I have experienced people who are atheists that I consider to be like fundamentalists. That is, they propound that they are right and others (believers) are wrong. To me, that is just as totalitarian (in the sense of authoritarian) as the religious fundamentalists.
At this point in my life, I don't think it possible to prove or disprove the existence of a creator or god.
You stated in your post:
"I do not think it is ethical to promote any religion or atheism to ex-cult members (especially newly exited) because of their vulnerability."
I've recently been thinking about how vulnerable people are when they leave a cult or belief system.

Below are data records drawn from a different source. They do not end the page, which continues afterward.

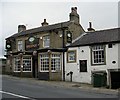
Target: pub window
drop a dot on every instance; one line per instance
(98, 54)
(17, 66)
(71, 56)
(55, 62)
(110, 45)
(20, 45)
(27, 64)
(83, 65)
(46, 41)
(44, 62)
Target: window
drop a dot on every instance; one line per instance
(83, 65)
(26, 64)
(46, 41)
(44, 62)
(17, 64)
(98, 54)
(71, 56)
(110, 45)
(20, 45)
(55, 62)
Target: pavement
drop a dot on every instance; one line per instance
(83, 86)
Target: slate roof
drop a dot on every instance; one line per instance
(42, 29)
(98, 37)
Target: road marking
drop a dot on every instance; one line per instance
(16, 95)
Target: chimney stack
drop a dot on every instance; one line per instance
(90, 29)
(44, 23)
(74, 15)
(21, 28)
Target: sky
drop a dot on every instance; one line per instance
(103, 14)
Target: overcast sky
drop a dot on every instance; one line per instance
(103, 15)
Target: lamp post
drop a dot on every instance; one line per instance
(21, 63)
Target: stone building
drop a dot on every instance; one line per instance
(39, 52)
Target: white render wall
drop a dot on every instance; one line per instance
(85, 77)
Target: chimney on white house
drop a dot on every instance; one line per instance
(21, 28)
(90, 29)
(44, 23)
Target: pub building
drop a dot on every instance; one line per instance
(39, 52)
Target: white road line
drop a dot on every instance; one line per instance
(16, 95)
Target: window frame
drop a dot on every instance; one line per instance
(23, 64)
(20, 45)
(50, 62)
(75, 54)
(81, 67)
(98, 50)
(44, 41)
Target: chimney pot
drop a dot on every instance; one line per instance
(21, 28)
(90, 27)
(44, 23)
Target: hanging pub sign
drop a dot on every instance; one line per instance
(32, 43)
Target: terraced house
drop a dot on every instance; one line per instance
(94, 58)
(39, 52)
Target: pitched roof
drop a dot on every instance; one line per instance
(98, 37)
(42, 29)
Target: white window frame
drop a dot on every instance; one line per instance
(55, 62)
(24, 58)
(23, 64)
(71, 56)
(20, 45)
(18, 64)
(98, 55)
(46, 41)
(44, 62)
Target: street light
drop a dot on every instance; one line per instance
(21, 63)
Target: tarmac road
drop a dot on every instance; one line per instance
(13, 87)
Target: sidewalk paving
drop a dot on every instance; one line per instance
(83, 86)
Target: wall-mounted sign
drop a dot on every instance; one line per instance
(32, 43)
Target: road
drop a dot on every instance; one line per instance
(34, 89)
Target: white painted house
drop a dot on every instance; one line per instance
(95, 53)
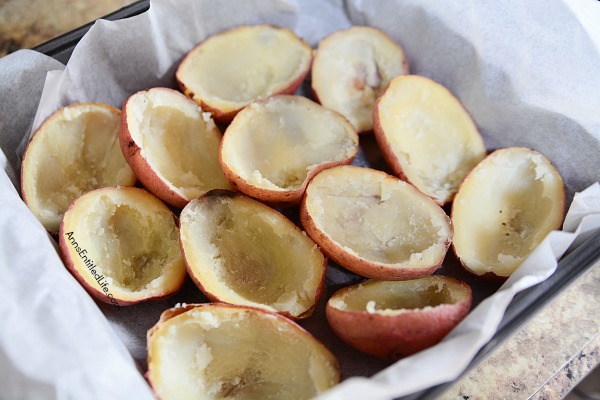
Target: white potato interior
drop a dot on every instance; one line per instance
(231, 69)
(179, 142)
(245, 253)
(433, 137)
(274, 144)
(396, 297)
(505, 208)
(221, 352)
(130, 237)
(377, 217)
(75, 150)
(352, 68)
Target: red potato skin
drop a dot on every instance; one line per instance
(315, 91)
(393, 337)
(226, 117)
(277, 198)
(386, 149)
(140, 166)
(89, 287)
(23, 170)
(359, 265)
(492, 276)
(215, 297)
(175, 311)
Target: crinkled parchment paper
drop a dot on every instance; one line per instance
(526, 71)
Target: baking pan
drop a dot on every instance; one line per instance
(524, 305)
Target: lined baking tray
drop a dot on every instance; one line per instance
(524, 305)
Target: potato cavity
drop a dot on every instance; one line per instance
(396, 297)
(375, 224)
(352, 68)
(390, 320)
(426, 136)
(504, 209)
(242, 252)
(171, 145)
(274, 146)
(74, 151)
(231, 69)
(217, 352)
(129, 238)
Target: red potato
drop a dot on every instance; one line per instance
(350, 70)
(217, 351)
(275, 146)
(74, 151)
(121, 244)
(233, 68)
(240, 251)
(426, 136)
(503, 210)
(172, 146)
(374, 224)
(394, 319)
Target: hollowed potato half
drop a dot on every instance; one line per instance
(217, 351)
(393, 319)
(74, 151)
(240, 251)
(374, 224)
(426, 136)
(121, 244)
(275, 146)
(351, 69)
(172, 146)
(231, 69)
(503, 210)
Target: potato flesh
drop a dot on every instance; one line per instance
(132, 247)
(236, 355)
(77, 151)
(246, 254)
(506, 208)
(178, 141)
(351, 70)
(431, 134)
(390, 298)
(275, 145)
(377, 217)
(232, 69)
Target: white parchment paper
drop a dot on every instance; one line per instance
(526, 71)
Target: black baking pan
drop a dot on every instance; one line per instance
(524, 305)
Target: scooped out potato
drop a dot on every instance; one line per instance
(394, 319)
(216, 351)
(275, 146)
(121, 244)
(351, 68)
(375, 224)
(74, 151)
(172, 146)
(240, 251)
(503, 210)
(426, 136)
(231, 69)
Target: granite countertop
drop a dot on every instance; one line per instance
(544, 359)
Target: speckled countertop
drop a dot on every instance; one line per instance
(544, 359)
(549, 355)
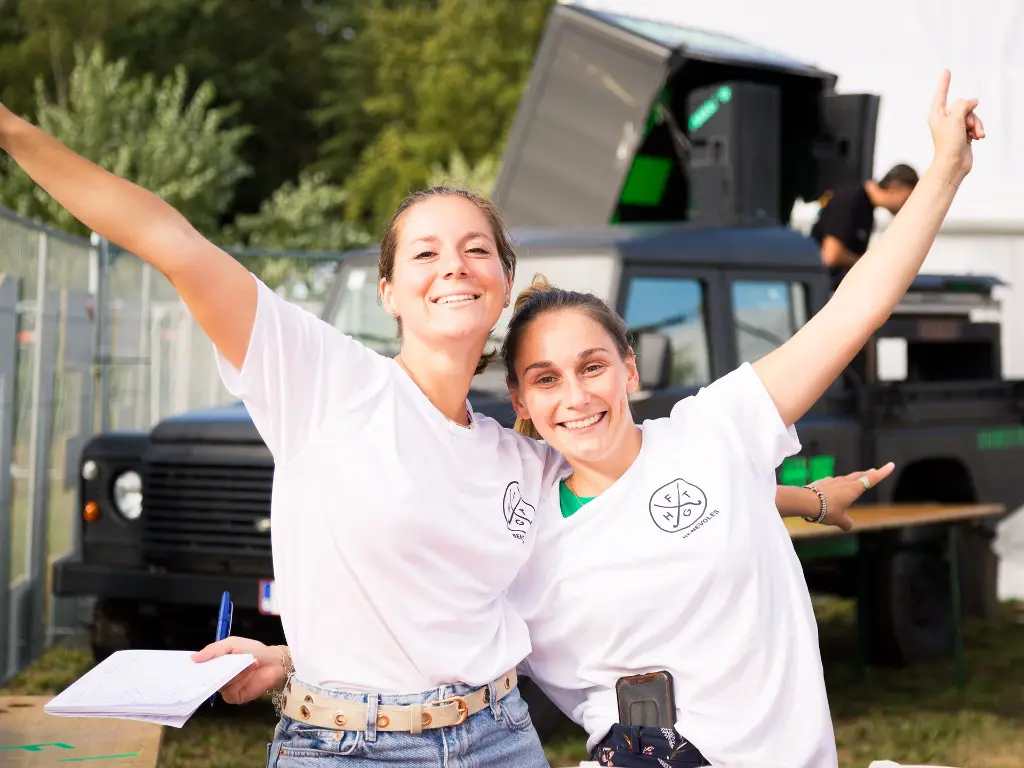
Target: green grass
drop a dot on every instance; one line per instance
(914, 715)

In my case, and in hindsight, I think I was more vulnerable when I left The Way than when I got involved with The Way (which ended up a cultic experience for me). When I left The Way my self, my foundation, my core shattered.
What I state below is not in light of 'beliefs,' but rather in light of vulnerability upon leaving a group.
I recently read and commented on that vulnerability
at this blog post on the Missing Deerfield, MST, IAO and OCR Blog.
In my comment there, I quoted from the transcript of Benscoter's talk:
These easy ideas to complex questions are very appealing when you are emotionally vulnerable. What happens is that circular logic takes over.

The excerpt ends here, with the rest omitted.